Not long ago, Site Reliability Engineering (SRE) was primarily about keeping web applications fast, available, and scalable.
Today, however, the ground is shifting. Artificial Intelligence workloads—particularly inference, where trained models generate predictions or decisions—are becoming as mission-critical as the web apps that defined the last generation of reliability engineering.
From Web Apps to AI Inference
Inference is not just about executing a model. It requires a new operational discipline with its own trade-offs and engineering patterns.
Unlike training, where tasks can be distributed and delayed, inference sits on the “hot path” where every millisecond matters.
The stakes are especially high for real-time applications such as fraud detection or conversational AI, where latency directly impacts trust and usability.
Engineering the Infrastructure
Ensuring reliable AI requires more than fast computation. It means building resilient systems that can operate across a range of environments—cloud, edge devices, or even constrained IoT hardware.
GPUs and other specialized accelerators now play a crucial role, while engineers fine-tune models through techniques like quantization or distillation to balance performance with efficiency.
Observability also takes on new dimensions: monitoring not just latency and uptime, but also drift, accuracy, and even hallucination rates.
New Failure Modes, New Playbooks
Traditional SREs are used to dealing with crashes, downtime, or scaling challenges.
In AI, the failure modes are subtler—and more dangerous. A system may appear healthy, but its predictions degrade silently, becoming biased or inaccurate.
This “silent model degradation” is a production incident in disguise, and addressing it requires AI-specific playbooks, continuous evaluation, and a new mindset about what “uptime” really means.
The Future of Reliability
The classic SRE toolbox—load balancers, observability platforms, autoscalers—remains valuable, but must evolve for AI workloads.
Metrics like accuracy, fairness, and token latency join traditional SLAs.

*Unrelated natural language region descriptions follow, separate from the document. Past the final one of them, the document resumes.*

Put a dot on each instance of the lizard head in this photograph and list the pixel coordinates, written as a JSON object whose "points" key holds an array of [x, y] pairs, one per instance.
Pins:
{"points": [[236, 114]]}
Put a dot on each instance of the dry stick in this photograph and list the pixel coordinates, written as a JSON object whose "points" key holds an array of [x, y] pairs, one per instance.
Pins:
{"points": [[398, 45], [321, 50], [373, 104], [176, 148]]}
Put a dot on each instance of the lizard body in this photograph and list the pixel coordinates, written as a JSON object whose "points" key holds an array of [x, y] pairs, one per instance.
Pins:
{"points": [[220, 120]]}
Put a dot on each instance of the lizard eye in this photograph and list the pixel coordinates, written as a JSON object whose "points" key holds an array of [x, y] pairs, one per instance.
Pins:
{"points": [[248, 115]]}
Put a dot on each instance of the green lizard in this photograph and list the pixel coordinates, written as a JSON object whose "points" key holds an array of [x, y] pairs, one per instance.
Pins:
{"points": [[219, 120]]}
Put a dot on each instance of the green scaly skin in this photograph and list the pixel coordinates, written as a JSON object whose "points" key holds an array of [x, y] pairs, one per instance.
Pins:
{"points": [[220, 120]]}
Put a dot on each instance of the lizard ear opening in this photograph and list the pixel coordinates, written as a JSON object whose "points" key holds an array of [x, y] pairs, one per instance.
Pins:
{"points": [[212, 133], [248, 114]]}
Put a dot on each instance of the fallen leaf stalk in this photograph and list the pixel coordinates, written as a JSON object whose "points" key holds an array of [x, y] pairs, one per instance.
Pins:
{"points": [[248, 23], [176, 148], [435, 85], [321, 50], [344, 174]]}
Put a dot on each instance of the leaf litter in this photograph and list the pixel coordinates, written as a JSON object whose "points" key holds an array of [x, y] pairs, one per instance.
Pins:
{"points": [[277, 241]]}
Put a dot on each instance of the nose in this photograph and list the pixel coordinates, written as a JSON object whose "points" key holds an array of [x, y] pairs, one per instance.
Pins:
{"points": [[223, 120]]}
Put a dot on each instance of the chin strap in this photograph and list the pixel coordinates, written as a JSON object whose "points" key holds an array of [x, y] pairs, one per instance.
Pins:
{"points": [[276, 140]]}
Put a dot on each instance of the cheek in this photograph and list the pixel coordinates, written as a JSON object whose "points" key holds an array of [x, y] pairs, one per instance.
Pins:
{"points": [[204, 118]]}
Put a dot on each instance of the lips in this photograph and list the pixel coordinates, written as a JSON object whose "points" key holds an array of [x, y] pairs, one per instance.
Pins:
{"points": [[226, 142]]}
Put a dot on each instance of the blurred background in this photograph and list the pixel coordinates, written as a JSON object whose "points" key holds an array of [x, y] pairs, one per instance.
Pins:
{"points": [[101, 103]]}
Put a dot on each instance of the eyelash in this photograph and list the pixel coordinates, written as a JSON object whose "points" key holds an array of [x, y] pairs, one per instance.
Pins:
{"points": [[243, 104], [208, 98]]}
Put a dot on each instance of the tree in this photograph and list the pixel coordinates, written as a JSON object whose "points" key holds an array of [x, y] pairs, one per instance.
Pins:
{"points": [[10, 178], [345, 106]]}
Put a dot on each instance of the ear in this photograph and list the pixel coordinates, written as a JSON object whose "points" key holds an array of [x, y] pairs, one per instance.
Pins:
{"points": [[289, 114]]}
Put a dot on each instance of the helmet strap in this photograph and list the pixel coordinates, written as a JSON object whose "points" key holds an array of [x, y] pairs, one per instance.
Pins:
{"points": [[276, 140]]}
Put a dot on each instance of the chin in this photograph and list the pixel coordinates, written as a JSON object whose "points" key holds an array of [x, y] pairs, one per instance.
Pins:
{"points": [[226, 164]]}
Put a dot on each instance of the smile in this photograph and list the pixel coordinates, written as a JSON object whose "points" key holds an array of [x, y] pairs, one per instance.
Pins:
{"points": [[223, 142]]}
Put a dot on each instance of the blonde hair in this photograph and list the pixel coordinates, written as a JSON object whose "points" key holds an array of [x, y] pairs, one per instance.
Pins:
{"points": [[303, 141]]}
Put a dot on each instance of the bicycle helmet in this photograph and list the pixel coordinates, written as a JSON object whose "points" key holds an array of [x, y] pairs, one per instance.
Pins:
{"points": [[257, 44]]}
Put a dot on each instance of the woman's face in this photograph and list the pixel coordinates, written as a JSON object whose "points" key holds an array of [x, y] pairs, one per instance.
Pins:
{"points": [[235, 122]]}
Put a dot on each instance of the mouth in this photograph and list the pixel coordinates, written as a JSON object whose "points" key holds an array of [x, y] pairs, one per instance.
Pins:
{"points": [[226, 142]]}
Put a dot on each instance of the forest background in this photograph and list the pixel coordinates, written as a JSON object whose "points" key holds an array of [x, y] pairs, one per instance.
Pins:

Scaling mechanisms are being adapted to handle resource-heavy inference, while monitoring systems expand to capture the unique characteristics of machine learning models.
In short, reliability in the AI era is as much about quality as it is about availability.
RELIANOID: SRE Expertise for Intelligent Systems
At RELIANOID, we have long specialized in building secure, high-performance, and reliable infrastructures.
As the industry shifts toward AI Reliability Engineering, our expertise in SRE naturally extends to these emerging challenges.
We help organizations design, operate, and monitor systems where AI workloads can thrive—ensuring not only uptime, but also trustworthy results.
With ongoing developments in orchestration and observability, RELIANOID is well positioned to support this new chapter in reliability engineering. Contact us to get help or information.
Conclusion
If web applications defined the first great wave of SRE, and cloud-native architectures the second, AI marks the third age.
The mission now is clear: build AI we can trust, with reliability engineering at its core.
Because in this new era, an unreliable AI is not just an inconvenience—it’s worse than having no AI at all.